Astronomers discover likely source of strange radio bursts from space
For more than 13 years, astronomers have been trying to determine the source of extremely powerful radio bursts that can travel billions of kilometres through space but only last a fraction of a second.
These signals — called fast radio bursts (FRBs) — were discovered in 2007 by two astrophysicists while poring through data collected in 2001 from the Parkes Observatory in New South Wales, Australia. Since then, dozens more have been detected, even a different form called repeating fast radio bursts.
But just what is responsible for pumping out these extremely bright radio signals has remained shrouded in mystery, with even the odd whisper of whether or not it was astrophysical in the first place.

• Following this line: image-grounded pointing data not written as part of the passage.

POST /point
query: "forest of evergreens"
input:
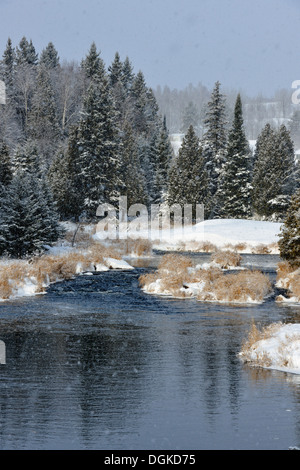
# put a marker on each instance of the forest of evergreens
(73, 136)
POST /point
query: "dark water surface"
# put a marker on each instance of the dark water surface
(97, 364)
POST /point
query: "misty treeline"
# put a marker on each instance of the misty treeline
(75, 135)
(189, 106)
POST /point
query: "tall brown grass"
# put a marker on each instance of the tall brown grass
(243, 287)
(226, 259)
(175, 273)
(52, 268)
(288, 278)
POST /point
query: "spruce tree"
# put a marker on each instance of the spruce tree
(5, 165)
(214, 144)
(263, 170)
(26, 158)
(235, 190)
(65, 180)
(163, 162)
(28, 218)
(132, 179)
(274, 176)
(190, 117)
(49, 57)
(92, 65)
(25, 53)
(289, 243)
(127, 75)
(187, 176)
(98, 145)
(8, 68)
(42, 122)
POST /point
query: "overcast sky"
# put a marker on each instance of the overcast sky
(249, 45)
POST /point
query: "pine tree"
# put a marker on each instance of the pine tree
(28, 218)
(42, 122)
(49, 57)
(92, 65)
(235, 190)
(274, 176)
(26, 158)
(127, 75)
(289, 243)
(133, 183)
(187, 176)
(190, 117)
(66, 181)
(25, 53)
(263, 170)
(5, 165)
(214, 144)
(8, 68)
(163, 162)
(98, 144)
(115, 71)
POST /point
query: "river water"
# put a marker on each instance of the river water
(95, 363)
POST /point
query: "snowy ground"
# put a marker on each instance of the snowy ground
(219, 232)
(279, 349)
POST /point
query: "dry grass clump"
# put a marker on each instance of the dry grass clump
(261, 250)
(139, 247)
(283, 269)
(175, 275)
(41, 271)
(207, 247)
(252, 350)
(174, 263)
(240, 247)
(288, 278)
(172, 272)
(226, 259)
(246, 286)
(11, 274)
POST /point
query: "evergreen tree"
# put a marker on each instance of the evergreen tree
(28, 219)
(274, 176)
(25, 53)
(26, 158)
(214, 144)
(8, 68)
(190, 117)
(49, 57)
(92, 65)
(115, 71)
(263, 170)
(133, 183)
(5, 165)
(65, 180)
(289, 243)
(164, 159)
(98, 145)
(42, 123)
(187, 176)
(127, 75)
(235, 190)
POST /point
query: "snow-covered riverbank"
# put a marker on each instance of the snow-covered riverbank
(275, 347)
(19, 278)
(177, 277)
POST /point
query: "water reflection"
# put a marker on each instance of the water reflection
(96, 363)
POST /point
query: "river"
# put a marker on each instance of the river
(95, 363)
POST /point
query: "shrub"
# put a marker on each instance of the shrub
(226, 259)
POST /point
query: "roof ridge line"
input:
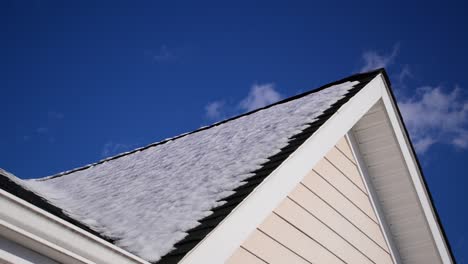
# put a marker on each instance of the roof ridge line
(294, 97)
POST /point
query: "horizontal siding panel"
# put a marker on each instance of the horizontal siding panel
(297, 241)
(371, 244)
(300, 218)
(324, 190)
(269, 250)
(242, 256)
(348, 168)
(325, 169)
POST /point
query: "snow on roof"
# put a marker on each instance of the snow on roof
(148, 199)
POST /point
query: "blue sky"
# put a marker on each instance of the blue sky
(84, 80)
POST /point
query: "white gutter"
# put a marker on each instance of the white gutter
(51, 236)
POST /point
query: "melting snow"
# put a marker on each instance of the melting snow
(150, 198)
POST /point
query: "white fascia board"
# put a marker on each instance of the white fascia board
(55, 238)
(226, 238)
(416, 176)
(373, 197)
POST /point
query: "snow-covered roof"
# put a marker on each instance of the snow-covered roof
(149, 199)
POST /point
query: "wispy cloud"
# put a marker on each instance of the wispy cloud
(113, 148)
(433, 114)
(49, 122)
(374, 60)
(215, 110)
(259, 95)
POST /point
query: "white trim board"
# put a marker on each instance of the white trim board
(36, 229)
(416, 176)
(373, 198)
(221, 243)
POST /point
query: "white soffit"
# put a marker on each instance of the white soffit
(397, 181)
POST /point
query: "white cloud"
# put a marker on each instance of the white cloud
(260, 95)
(113, 148)
(435, 116)
(374, 60)
(214, 110)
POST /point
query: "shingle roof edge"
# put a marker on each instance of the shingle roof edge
(207, 224)
(349, 78)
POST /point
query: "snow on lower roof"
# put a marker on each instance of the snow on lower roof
(148, 199)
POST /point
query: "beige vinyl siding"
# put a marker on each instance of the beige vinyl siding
(327, 218)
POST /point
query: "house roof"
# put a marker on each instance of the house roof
(161, 200)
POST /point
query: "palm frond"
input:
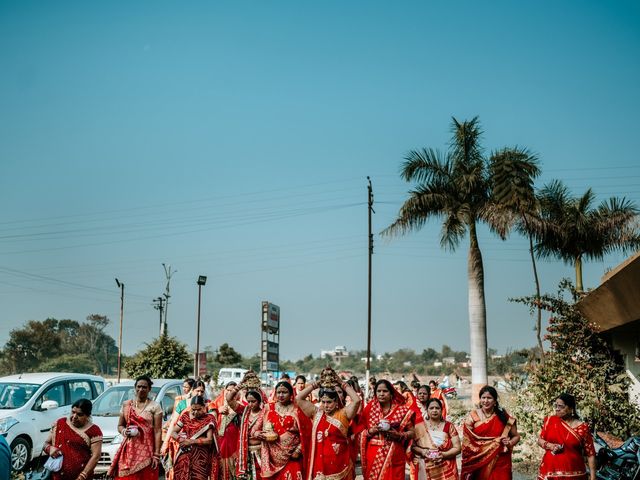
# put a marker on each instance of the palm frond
(422, 165)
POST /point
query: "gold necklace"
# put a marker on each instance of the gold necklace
(485, 416)
(435, 427)
(284, 409)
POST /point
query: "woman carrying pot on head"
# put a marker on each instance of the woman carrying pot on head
(195, 434)
(566, 440)
(490, 434)
(329, 453)
(436, 452)
(387, 425)
(77, 440)
(281, 456)
(251, 435)
(140, 424)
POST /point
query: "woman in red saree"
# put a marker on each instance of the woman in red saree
(194, 432)
(436, 392)
(329, 452)
(78, 441)
(436, 452)
(228, 434)
(281, 456)
(566, 440)
(251, 435)
(490, 434)
(140, 424)
(387, 425)
(170, 446)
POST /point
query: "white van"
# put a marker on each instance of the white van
(226, 375)
(31, 402)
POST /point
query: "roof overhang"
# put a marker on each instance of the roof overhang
(616, 301)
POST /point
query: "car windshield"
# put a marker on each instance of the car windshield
(108, 404)
(15, 395)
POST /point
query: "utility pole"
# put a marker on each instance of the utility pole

Three independent teams of international astronomers, who published three separate papers in the journal Nature Wednesday, have found one likely culprit: magnetars.
Magnetars are a fascinating type of neutron star, the collapsed core of a massive star that exploded. They are spheres that are roughly the size of a city like Toronto or Montreal, but so dense that a piece of material the size of a sugar cube would weigh as much as a mountain, or one trillion kilograms.
But a magnetar takes a neutron star to the extreme. While the magnetic field of a neutron star is trillions of times stronger than Earth’s, a magnetar’s is 1,000 times more than that.
Over the past decade or so, there had been several theories as to what could produce FRBs, one of which was a magnetar. But the sources of the brief but powerful signals were too far away to confirm.
But on April 28, astronomers using the Canadian Hydrogen Intensity Mapping Experiment (CHIME) telescope in Penticton, B.C., and the Survey for Transient Astronomical Radio Emission 2 (STARE2) telescope captured an FRB burst from the same region of the sky. The pair of telescopes were able to confirm that it had been emitted from SGR 1935+2154, a known magnetar.